Streptococcus salivarius, ont démontré une activité inhibitrice significative contre les bactéries responsables

de l’halitose : Micrococcus luteus I1, Streptococcus anginosis T29, Eubacterium saburreum ATCC 33271 et

Micromonas micros ATCC 33270 (Burton, Chilcott, Moore, Speiser, & Tagg, 2006; Hammami et al., 2013).

Le tractus gastro-intestinal (GI) abrite un microbiote très riche et divers. Celle-ci est essentielle à la santé de l’hôte. Elle participe à la maturation du système immunitaire ainsi qu’à la défense de l’hôte contre les pathogènes entériques, tels que Clostridium difficile, Listeria monocytogenes et Salmonella. La lacticine 3147 produite par L. lactis ainsi que la thuricine CD produite par Bacillus thuringiensis DPC 6431 ont montré une

activité antimicrobienne significative contre C. difficile (Rea et al., 2007; Rea et al., 2010).
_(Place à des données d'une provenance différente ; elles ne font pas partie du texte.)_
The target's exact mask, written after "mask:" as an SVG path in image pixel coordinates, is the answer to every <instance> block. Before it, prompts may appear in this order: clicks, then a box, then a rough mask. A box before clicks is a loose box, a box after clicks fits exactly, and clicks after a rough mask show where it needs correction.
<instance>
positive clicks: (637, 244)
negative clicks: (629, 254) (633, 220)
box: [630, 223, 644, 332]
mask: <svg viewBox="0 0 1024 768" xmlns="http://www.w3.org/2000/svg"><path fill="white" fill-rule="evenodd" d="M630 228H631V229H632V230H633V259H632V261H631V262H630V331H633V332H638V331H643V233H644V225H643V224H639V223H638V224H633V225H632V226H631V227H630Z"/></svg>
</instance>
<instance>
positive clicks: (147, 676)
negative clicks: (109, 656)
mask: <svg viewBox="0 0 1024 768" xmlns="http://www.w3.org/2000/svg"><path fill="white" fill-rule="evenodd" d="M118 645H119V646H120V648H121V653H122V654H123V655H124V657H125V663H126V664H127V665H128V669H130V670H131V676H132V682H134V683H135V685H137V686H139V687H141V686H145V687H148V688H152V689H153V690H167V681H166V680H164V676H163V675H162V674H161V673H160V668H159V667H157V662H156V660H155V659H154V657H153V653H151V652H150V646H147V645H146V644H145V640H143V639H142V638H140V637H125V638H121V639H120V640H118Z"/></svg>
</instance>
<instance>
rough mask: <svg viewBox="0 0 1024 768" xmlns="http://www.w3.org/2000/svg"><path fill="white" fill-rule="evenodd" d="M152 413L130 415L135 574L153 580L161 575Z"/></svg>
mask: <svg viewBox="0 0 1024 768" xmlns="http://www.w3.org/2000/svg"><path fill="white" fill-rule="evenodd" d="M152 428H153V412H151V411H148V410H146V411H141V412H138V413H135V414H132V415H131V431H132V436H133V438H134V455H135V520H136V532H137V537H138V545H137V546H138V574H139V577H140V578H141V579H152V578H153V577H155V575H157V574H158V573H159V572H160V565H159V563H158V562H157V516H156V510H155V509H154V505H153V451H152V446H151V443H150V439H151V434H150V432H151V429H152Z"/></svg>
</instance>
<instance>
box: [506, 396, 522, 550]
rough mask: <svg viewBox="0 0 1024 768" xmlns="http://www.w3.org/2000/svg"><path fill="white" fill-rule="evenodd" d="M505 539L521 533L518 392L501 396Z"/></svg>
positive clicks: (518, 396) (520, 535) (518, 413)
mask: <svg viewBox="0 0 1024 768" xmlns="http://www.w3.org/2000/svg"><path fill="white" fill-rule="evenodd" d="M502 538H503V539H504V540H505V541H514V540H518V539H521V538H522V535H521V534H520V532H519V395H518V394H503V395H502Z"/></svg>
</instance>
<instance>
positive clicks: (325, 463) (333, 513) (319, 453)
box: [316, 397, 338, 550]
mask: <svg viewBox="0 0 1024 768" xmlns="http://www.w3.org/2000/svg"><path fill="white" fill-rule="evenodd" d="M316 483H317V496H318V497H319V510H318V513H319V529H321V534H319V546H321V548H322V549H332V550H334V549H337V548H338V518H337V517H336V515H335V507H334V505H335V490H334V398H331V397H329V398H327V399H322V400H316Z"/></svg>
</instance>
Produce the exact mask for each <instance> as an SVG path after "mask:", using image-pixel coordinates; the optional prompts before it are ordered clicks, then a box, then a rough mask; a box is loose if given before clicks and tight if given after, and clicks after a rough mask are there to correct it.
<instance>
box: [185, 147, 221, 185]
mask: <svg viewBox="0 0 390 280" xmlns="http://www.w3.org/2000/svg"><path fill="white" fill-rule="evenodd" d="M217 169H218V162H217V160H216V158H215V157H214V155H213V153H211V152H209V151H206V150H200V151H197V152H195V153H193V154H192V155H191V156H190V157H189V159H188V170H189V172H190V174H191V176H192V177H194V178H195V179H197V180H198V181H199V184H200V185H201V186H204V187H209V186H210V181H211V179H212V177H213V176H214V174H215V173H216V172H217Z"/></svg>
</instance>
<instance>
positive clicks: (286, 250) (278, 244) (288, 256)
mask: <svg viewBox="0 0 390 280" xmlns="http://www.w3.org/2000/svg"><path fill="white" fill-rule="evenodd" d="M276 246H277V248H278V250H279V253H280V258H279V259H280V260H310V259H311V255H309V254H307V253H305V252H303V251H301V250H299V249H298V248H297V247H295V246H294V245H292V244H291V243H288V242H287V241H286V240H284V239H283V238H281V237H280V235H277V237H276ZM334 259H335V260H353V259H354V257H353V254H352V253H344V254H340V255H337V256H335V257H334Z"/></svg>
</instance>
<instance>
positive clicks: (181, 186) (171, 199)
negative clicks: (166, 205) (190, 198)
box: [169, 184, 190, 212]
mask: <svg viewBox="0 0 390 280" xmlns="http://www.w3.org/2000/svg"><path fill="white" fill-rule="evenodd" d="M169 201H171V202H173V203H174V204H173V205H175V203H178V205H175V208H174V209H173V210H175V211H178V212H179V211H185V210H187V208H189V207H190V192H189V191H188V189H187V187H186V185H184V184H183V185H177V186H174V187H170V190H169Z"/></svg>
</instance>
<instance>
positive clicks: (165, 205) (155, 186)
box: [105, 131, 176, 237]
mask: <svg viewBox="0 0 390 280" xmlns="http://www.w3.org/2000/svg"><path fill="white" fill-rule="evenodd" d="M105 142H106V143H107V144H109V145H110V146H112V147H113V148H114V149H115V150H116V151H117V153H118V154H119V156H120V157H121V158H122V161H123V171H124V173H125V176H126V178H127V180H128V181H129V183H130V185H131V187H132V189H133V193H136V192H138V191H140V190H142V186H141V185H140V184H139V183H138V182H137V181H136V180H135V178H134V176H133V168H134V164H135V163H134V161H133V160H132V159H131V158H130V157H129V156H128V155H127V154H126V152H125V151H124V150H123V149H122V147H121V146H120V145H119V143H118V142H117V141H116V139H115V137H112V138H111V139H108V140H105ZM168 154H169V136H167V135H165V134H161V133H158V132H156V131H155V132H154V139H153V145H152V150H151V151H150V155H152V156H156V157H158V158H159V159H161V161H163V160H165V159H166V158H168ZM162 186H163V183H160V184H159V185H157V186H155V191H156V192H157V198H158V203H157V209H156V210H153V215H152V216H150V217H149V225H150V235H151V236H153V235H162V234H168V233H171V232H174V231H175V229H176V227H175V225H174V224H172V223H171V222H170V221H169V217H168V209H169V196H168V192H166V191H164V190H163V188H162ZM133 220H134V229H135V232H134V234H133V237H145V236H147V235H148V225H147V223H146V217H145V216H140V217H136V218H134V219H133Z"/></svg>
Néanmoins, la thuricine CD est préférable comme agent thérapeutique car elle possède un spectre d’action restreint et n’a ainsi que peu d’impact sur la composition du microbiote commensal, ce qui n’est pas le cas de la lacticine 3147, ni des antibiotiques vancomycine et métronidazole (Rea, Dobson, et al., 2011; Hammami et al., 2013). Parmi les bactériocines actives contre L. monocytogenes, on trouve la piscicoline 126, la carnobactériocine BM1, la carnocycline A, l’avicine A, Abp118, la pédiocine PA-1 et l’entérocine CRL35 (Hammami et al., 2013). Abp118 est intéressante car elle peut être produite in situ par sa souche productrice probiotique Lactobacillus

salivarius UCC118 et conserver son activité antibactérienne. Corr et al. ont inoculé Lb. salivarius UCC118 à

des souris et ont démontré l’activité inhibitrice in vivo du probiotique contre L. monocytogenes via la production de Abp118 (Corr et al., 2007). Ils ont montré également que le mutant stable de Lb. salivarius UCC118, qui ne produit plus Abp118, ne confère plus à l’hôte de protection contre Listeria et que la souris hôte n’est plus non plus protégée lorsque Listeria exprime abpIM, un gène de résistance à Abp118 codant la protéine immunitaire AbpIM. Salmonella est inhibée par la microcine J25 ainsi que par la microcine C7 et les colicines 1b et E1 (Hammami et al., 2013). La microcine C7 et les colicines 1b et E1 produites par E. coli H22 ont montré une activité anti-infectieuse significative contre Enterobacter agglomerans, E. coli, Klebsiella pneumoniae,

Morganella morganii, Salmonella enterica, Shigella flexeneri et Yersinia enterocolitica (Cursino et al., 2006;

Hammami et al., 2013).

Les bactériocines peuvent également être appliquées aux traitements des infections uro-génitales. C’est le cas de la lactocine 160 qui pourrait servir à la prévention et au traitement de la vaginose bactérienne. La lactocine 160 est produite par une bactérie du microbiote commensal vaginal, Lactobacillus rhamnosus 160. Elle inhibe spécifiquement Gardnerella vaginalis et Prevotella bivia, causant la vaginose, sans altérer le microbiote naturel du vagin composé principalement de Lactobacillus (Turovskiy, Ludescher, Aroutcheva, Faro, & Chikindas, 2009; Hammami et al., 2013). Qui plus est, la lactocine 160 n’irrite pas le tissu épithélial vaginal et n’a pas d’activité hémolytique (Dover, Aroutcheva, Faro, & Chikindas, 2007; Hammami et al., 2013).

Pour une revue complète et détaillée des applications des propriétés anti-infectieuses des bactériocines, voir Hammami et al. (Hammami et al., 2013).